Y de eso, por un lado, se trata con esta oleada reaccionaria. Eliminar por una parte, los vestigios físicos para dar un paso, a mi juicio más preocupante, al combatir los valores democráticos que representan la pluralidad, la convivencia, en definitiva la diversidad de opiniones, creencias, gustos o maneras de vivir.
Van a tener que ser las instituciones donde la izquierda salvaguarda el poder, en el caso de Extremadura las Diputaciones y multitud de ayuntamientos, desde donde se defiendan este tipo de iniciativas.

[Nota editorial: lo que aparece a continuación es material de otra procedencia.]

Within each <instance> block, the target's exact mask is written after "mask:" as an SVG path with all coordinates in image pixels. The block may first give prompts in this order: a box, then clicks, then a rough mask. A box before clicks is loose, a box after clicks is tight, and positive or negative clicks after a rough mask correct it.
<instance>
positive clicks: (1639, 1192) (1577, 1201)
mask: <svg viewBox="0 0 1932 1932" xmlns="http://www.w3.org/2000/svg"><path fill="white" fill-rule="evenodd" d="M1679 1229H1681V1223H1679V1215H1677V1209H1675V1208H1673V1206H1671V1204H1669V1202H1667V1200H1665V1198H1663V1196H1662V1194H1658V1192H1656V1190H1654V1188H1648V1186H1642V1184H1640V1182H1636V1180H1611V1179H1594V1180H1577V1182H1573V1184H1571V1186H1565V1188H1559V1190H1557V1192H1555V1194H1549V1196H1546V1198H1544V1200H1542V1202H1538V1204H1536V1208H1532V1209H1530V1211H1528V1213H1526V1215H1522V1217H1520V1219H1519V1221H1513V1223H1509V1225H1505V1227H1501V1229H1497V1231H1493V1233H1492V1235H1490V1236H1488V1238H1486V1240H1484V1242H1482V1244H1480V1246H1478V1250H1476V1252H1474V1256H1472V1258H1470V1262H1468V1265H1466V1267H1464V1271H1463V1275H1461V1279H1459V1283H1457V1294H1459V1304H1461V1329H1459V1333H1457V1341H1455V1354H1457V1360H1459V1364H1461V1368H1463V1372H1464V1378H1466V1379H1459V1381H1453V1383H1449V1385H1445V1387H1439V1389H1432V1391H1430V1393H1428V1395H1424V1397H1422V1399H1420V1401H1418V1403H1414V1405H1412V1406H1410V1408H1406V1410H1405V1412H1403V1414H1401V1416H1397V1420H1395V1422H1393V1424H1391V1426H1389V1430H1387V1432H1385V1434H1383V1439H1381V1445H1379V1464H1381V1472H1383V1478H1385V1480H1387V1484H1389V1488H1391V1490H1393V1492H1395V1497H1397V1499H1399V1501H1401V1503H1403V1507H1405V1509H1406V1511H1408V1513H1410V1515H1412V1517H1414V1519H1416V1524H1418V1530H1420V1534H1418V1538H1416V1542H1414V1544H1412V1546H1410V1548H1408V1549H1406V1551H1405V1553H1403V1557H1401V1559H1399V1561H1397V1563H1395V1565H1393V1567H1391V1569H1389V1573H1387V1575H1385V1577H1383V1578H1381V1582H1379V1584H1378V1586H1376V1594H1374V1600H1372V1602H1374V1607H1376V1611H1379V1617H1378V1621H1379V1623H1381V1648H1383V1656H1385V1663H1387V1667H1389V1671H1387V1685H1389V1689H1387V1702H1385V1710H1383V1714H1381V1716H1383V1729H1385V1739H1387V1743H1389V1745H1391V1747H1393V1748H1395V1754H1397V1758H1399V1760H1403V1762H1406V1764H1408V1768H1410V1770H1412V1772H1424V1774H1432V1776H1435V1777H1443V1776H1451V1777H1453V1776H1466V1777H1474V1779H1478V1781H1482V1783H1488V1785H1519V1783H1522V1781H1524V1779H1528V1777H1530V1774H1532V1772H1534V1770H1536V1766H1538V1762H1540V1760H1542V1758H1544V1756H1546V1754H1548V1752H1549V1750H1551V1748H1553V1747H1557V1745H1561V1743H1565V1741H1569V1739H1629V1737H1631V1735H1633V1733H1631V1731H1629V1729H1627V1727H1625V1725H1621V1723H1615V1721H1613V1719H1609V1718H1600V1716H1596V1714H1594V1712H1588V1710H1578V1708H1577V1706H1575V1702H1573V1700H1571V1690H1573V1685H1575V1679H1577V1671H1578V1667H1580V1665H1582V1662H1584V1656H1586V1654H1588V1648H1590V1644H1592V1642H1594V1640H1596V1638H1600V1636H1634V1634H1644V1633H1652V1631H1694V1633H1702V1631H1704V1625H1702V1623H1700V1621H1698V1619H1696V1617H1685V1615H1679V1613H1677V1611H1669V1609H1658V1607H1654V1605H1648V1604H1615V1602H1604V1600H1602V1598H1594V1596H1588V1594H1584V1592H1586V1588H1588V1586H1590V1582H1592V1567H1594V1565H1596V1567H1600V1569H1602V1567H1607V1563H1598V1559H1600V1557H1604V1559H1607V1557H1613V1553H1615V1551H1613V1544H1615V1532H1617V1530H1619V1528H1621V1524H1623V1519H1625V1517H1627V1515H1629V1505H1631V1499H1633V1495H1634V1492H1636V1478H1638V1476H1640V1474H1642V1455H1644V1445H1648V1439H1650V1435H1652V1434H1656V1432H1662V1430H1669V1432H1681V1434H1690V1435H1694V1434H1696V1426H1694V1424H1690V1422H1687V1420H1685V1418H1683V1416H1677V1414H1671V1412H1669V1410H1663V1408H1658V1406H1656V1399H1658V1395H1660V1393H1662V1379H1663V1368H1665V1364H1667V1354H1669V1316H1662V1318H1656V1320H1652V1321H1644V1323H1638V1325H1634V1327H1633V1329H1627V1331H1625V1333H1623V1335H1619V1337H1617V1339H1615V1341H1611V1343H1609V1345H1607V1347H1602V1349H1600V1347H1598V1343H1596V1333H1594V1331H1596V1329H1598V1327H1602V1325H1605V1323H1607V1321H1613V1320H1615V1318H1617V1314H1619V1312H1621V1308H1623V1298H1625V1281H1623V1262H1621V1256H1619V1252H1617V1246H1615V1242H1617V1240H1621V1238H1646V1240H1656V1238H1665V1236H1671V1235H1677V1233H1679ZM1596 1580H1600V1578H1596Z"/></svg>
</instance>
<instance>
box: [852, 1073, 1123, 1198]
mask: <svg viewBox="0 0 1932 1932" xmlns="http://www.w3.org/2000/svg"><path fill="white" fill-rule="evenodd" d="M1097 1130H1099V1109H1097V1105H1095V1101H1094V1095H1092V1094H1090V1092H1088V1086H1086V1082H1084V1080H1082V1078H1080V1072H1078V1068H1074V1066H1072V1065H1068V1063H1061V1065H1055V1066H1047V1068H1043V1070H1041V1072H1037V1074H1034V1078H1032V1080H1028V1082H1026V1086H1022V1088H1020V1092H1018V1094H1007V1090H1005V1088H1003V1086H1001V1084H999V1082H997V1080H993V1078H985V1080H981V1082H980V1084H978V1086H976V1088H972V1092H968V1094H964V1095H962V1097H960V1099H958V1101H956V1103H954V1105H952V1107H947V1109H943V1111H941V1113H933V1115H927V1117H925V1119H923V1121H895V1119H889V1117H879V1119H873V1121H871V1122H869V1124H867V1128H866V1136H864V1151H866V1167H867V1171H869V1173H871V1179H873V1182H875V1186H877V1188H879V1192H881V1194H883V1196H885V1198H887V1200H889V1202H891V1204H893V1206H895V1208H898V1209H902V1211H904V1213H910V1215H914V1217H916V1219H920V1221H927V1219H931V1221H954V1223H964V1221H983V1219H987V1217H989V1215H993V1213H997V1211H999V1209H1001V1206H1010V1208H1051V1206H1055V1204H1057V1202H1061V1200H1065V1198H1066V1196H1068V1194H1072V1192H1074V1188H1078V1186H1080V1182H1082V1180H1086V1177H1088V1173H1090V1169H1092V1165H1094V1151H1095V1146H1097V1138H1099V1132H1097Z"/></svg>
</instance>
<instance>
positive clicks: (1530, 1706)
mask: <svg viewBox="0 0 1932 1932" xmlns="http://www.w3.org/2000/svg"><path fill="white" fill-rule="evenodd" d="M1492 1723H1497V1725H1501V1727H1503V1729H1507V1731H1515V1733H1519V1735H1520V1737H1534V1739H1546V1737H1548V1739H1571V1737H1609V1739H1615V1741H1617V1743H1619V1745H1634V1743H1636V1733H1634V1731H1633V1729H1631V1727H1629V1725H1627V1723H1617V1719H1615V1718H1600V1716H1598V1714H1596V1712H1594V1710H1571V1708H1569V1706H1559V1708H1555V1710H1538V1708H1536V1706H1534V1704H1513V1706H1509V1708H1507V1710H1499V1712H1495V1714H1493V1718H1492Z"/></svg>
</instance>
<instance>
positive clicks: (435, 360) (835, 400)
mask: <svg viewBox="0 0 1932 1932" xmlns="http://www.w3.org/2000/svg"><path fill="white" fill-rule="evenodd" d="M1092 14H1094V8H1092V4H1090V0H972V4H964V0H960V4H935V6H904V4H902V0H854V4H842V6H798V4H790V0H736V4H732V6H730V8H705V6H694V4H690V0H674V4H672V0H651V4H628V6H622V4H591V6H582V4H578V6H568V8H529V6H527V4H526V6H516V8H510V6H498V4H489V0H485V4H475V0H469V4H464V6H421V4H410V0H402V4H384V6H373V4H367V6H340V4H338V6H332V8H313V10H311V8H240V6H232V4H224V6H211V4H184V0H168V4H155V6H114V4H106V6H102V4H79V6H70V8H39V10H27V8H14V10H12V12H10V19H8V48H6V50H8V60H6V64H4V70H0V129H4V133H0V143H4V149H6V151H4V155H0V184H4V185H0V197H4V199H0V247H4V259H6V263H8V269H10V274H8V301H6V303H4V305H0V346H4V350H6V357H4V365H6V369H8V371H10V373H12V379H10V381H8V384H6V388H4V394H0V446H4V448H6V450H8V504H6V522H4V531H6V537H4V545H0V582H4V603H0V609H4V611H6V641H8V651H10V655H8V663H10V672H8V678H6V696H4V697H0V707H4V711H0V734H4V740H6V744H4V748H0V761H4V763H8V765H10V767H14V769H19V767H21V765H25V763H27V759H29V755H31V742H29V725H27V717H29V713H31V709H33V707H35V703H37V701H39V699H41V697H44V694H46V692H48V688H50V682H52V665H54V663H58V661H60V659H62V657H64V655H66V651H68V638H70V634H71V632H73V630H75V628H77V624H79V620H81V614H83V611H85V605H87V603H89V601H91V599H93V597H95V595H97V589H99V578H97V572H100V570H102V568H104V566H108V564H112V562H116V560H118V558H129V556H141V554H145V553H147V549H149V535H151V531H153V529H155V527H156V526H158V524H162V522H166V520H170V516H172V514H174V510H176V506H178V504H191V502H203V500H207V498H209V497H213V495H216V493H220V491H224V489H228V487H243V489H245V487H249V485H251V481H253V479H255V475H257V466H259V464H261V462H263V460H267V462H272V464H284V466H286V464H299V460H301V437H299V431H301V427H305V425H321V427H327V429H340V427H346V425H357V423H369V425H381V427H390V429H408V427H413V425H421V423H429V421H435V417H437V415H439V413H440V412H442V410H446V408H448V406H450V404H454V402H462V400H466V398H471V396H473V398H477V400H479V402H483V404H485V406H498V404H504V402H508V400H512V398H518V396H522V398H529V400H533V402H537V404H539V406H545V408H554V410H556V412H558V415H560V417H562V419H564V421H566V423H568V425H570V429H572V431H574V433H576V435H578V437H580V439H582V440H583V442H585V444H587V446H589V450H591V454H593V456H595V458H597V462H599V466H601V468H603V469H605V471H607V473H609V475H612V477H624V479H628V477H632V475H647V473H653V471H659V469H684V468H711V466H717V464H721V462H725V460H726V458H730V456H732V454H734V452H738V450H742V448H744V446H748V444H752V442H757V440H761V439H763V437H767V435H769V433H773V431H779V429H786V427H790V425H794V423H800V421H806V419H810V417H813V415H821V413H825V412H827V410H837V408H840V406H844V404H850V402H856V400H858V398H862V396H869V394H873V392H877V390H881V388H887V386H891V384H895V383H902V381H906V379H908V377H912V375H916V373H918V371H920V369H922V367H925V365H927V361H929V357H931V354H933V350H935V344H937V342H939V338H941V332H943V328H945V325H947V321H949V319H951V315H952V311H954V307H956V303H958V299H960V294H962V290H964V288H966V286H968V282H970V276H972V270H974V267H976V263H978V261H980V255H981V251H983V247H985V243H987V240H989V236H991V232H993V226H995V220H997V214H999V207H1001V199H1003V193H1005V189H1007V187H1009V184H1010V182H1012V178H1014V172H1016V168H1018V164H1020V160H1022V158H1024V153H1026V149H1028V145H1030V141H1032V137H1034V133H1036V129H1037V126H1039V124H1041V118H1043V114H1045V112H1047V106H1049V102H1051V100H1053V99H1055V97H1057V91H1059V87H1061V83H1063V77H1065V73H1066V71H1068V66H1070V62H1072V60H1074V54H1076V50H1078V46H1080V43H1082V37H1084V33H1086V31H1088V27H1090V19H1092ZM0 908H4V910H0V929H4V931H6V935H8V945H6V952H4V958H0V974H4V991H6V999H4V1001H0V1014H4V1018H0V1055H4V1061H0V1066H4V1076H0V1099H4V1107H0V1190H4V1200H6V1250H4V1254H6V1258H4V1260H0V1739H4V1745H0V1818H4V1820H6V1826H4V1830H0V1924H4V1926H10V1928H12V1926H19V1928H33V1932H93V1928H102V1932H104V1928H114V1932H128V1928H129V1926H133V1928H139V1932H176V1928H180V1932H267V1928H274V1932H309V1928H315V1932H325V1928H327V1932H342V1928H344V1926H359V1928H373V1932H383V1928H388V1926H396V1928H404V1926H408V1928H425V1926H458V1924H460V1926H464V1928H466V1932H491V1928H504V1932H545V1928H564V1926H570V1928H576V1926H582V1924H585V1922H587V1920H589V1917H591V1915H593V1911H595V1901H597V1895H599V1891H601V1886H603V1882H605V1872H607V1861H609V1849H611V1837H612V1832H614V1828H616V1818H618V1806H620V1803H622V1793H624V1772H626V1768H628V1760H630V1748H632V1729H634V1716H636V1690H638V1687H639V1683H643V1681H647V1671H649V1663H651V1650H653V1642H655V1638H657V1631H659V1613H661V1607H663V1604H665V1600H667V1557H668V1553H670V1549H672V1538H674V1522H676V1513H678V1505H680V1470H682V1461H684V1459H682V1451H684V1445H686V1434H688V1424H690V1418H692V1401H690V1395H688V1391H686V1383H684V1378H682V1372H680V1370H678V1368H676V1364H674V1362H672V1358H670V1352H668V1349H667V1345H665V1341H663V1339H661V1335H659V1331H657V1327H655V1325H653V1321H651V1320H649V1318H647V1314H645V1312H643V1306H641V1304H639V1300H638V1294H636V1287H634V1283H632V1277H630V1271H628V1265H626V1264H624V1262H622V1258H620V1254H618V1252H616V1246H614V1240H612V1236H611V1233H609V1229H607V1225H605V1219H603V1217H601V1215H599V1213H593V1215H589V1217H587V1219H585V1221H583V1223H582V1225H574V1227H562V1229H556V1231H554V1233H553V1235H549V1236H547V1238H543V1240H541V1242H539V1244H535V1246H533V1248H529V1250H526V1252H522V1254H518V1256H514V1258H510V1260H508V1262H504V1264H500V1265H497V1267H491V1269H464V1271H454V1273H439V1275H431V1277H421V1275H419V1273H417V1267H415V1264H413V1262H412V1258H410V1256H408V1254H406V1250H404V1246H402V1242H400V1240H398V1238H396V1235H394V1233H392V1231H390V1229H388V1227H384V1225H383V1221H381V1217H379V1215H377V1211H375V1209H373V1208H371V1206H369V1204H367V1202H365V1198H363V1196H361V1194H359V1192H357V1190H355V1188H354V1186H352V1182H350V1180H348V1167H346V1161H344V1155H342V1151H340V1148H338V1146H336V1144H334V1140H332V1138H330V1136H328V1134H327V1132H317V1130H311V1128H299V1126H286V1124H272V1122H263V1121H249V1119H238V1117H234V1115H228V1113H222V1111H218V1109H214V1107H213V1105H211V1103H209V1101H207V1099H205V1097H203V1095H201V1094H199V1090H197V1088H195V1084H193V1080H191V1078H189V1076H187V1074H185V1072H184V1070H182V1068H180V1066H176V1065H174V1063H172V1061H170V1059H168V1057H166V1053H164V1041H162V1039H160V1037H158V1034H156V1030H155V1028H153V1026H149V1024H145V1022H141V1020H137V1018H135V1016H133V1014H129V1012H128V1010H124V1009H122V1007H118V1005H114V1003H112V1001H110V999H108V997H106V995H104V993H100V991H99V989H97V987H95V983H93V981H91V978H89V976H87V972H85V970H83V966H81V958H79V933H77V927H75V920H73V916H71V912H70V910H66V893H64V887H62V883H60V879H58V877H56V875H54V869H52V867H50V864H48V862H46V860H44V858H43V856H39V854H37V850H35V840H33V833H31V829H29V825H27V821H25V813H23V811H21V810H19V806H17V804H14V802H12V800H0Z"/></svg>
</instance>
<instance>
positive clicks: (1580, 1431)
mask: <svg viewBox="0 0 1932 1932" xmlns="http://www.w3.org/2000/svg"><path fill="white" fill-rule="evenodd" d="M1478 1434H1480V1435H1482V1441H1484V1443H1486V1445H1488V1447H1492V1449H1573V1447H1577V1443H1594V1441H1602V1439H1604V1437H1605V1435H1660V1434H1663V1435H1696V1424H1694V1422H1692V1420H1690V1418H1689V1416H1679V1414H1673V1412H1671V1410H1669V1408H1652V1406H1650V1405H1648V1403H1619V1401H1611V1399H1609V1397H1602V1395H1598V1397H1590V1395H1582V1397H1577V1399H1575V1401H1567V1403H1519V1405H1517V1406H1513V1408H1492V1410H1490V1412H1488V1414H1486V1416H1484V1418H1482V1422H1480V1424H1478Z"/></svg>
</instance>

Estoy convencido que la gente de bien de la Asamblea, del Congreso y del Senado van a estar combativos en el argumentario a favor de perseverar en la continuidad de mantener, difundir y si cabe, en momentos tan complicados como los que se nos avecinan, impulsar todo lo que rodea a lo que comúnmente venimos conociendo como Memoria Democrática.
No olvidemos que ello supone un paso cualitativo mucho más allá del necesario resarcimiento a las víctimas de la Dictadura. Significa, o lleva consigo, que sepamos que estamos donde estamos porque la lucha entre la libertad y la tiranía , la Democracia o los totalitarismos están representados en los elementos que identifican las políticas que tengan que estar al alcance de las mayorías más vulnerables.
Por lo tanto, frente a la derogación, el refugio en instituciones que seguro harán valer la trascendental importancia que tiene mantener el derecho a vivir y continuar dentro de los principales valores que nos definen como demócratas. Continuaremos.